There are plenty of community interest groups that meet frequently to play board games, and many welcome new members. However, this can easily be a two-person activity as well – Scrabble and Dominos can be played with just two people. It is important to allow the person with dementia to have frequent breaks while playing to allow them to relax and refocus before resuming. Also allow your loved one to take the lead on moving game pieces – if they seem to be coping well with picking up a small piece, allow them to do so, and only offer assistance when required.
11. Adapting the Montessori Approach at Home
The Montessori approach has become popular in aged care facilities due to its strong evidence base and track record of improving the quality of life of people with dementia. At its core, the Montessori approach for dementia involves supporting the person with dementia and introducing support in their environment to reduce the impact of memory loss and promote independence.
Even if your loved one is not residing in an aged care facility, the Montessori approach can be adapted for the home by providing the person with dementia with a specific role to play. The person with dementia should be given a specific role within the home. For example, they can be tasked with folding laundry or finding matching pairs of socks. These activities can be rotated on a daily basis. Performing modified household chores can provide the person with dementia with a sense of accomplishment.
To support communication, you can provide simple communication boards with images of items that are important to your loved one so they can point at them to make requests. You can also prepare simple recipe cards of favourite dishes with instructions in simple short sentences accompanied with pictures. You can work with your loved one to create these dishes and work with them to refer to the instructions if they forget a step or make a mistake.

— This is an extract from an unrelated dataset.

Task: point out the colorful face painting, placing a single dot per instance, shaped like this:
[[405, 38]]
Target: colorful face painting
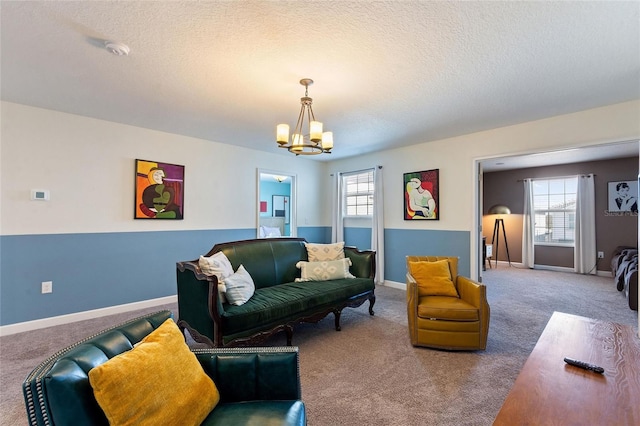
[[159, 190]]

Fun Activities in Australia for Loved Ones with Dementia
Caring for a loved one with dementia can be difficult – particularly when coming up with unique activities for them to engage in daily.
Should you need any help in taking care of your loved one, our support workers are equipped with the right skills to engage meaningfully with persons with dementia.
It is important to ensure that your loved one with dementia is engaging in regular physical activity and has a creative outlet for self-expression and communication.
Need some assistance with care for yourself or your loved one? Find out how Homage can help!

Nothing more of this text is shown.